Yerel mahkeme davalı işverenin iş sözleşmesini haklı sebeple feshetmek
imkanına sahip olmasına rağmen davacıya tazminatlarını ödeyerek iş
sözleşmesini geçerli sebeple feshettiğini kabul etmiş ve işçinin işe iade
davasını reddetmiştir. Aynı zamanda içinde gastroenterolog doktorun
bulunduğu iki kişiden oluşan bilirkişi heyetinden rapor alınmış, şeker
düşmesi sonucu gelişebilecek komanın davacının çalıştığı ortamda bulunan
makinaların üzerine düşmesinin hayatını kaybedebilecek duruma kadar
götürebileceğini, işverenin davacıyı polo sıyırıcı bölümündeki pres
makinesinde görevlendirmesi ve diyabete bağlı bayılma vb. durumların
gelişmesi halinde, hem kendi sağlığını hem de işyerindeki diğer işçilerin iş
güvenliğini tehlikeye atmasının kuvvetle muhtemel olacağı
değerlendirmesinde bulunulmuştur.
Bölge Adliye Mahkemesi, feshin haklı olmayıp geçerli fesih olduğu, feshin
niteliği itibarıyla işçinin savunmasının alınmasının da kanunen gerekli
olmadığı, netice olarak kararın doğru olduğu gerekçesiyle, istinaf
başvurusunun esastan reddine oyçokluğuyla karar vermiştir.
Yargıtay’ın kararı ise şu şekildedir: “…Her ne kadar işyerinde inceleme
yapılmak suretiyle doktor bilirkişinin de bulunduğu bilirkişilerden rapor
alındıktan sonra davanın reddine karar verilmiş ve istinaf aşamasında da
davacının vekilinin istinaf başvurusunun esastan reddine karar verilmiş ise
de, dosya kapsamı değerlendirildiğinde İlk Derece Mahkemesince ve istinaf
başvurusu üzerine Bölge Adliye Mahkemesince yeterince araştırma
yapılmaksızın eksik inceleme neticesinde hüküm verildiği anlaşılmaktadır.

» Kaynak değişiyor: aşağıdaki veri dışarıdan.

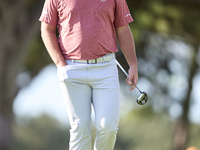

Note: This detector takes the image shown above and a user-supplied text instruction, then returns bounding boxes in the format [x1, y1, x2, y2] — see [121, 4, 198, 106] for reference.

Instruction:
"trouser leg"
[93, 88, 120, 150]
[61, 80, 91, 150]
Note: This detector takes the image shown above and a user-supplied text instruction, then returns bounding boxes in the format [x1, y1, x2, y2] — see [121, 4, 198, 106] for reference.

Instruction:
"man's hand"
[126, 67, 138, 91]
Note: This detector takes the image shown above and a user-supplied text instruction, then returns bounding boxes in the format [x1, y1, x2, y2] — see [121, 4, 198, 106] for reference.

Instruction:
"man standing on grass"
[39, 0, 138, 150]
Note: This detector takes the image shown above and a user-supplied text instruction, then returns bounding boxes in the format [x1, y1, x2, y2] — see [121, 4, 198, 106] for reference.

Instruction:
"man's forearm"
[41, 23, 67, 67]
[116, 25, 138, 90]
[117, 25, 137, 68]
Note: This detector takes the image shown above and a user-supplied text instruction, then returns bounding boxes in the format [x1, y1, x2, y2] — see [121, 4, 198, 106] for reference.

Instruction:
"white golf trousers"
[58, 58, 120, 150]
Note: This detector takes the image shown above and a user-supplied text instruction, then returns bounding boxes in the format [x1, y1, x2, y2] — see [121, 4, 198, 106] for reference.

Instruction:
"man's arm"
[41, 22, 67, 67]
[116, 25, 138, 90]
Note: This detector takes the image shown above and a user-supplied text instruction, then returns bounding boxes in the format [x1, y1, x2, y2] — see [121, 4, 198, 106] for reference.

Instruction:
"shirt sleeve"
[39, 0, 58, 27]
[114, 0, 133, 28]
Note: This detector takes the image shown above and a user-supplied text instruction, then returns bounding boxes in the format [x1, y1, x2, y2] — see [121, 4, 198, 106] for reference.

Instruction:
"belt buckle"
[87, 59, 97, 64]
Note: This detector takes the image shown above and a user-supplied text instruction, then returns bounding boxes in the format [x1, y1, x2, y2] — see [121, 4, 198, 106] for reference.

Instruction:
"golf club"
[116, 60, 148, 105]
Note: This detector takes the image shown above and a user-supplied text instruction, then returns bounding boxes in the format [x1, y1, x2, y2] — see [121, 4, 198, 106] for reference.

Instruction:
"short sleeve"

Mahkemece yapılacak iş; davalı işverenin işyerinde keşif yapılmak suretiyle
endokrin alanında uzman olan doktor bilirkişinin de aralarında bulunduğu
bilirkişi heyetinden davacının hastalığının başlangıç tarihinin belirlenerek
davacıda bulunan hastalığın işe engel olup olmadığı, iş kolunun davacıdaki
hastalığa göre uygun olup olmadığı, iş kolunda davacıya uygun başka bir iş
alanının olup olmadığı, davacının işyerinde başka bir işte çalıştırılabilme
olanağının olup olmadığı hususlarında rapor alındıktan sonra feshin son
çare olması ilkesi de gözetilmek suretiyle yapılacak değerlendirme
sonucuna göre bir karar verilmelidir. Eksik inceleme ile yazılı şekilde karar
verilmiş olması hatalı olmuştur…” YARGITAY 22. HUKUK DAİRESİ
E.2017/3483, K.2017/3865 T. 27.02.2017
Doktrinde ve içtihatta yerleşmiş görüş; iş başvurusunda işin görülmesini
engelleyecek nitelikte olmayan hastalıkların sorulmasının kişilik hakkı ihlali
olduğu, buna karşılık; varsa mevcut hastalığın iş görme ediminin yerine
getirilmesini engelleyecek nitelikte olması halinde işçinin bunu bildirme
zorunluluğu olduğu yönündedir. Böyle bir gizleme durumunda İş Kanunu
m.25/II, (a) bendi kapsamında iş sözleşmesinin esaslı noktalarından biri
hakkında işverenin YANILTILMASI söz konusu olacaktır. Buna rağmen
Yargıtay somut olayda feshin geçerli olabilmesi için feshin son çare olması
ilkesine de uygun olması gerektiğini belirtmiştir.
Ancak Yargıtay bir diğer kararında, işçinin iş başvurusunda adli sicili
hakkında yanıltıcı bilgi vermesini İş Kanunu 25/2-a kapsamında
değerlendirilmesi gerektiğini belirterek bu defa “feshin son çare olması
ilkesi”ni konu etmemiştir:
“… Somut olayda, davacının davalı işyerinde iş sözleşmesinin yenilenmesi
sırasında 11.08.2016 tarihli başvuru formunu doldururken herhangi bir
suçtan dolayı yargılandınız mı, hakkınızda verilmiş bulunan mahkumiyet
hükmü (ertelenmiş, paraya çevrilmiş, hükmün açıklanmasının geri
bırakılması da dahil) veya halen devam eden ceza davası bulunup
bulunmadığı sorularına hayır cevabı verdiği, ancak davacı hakkında …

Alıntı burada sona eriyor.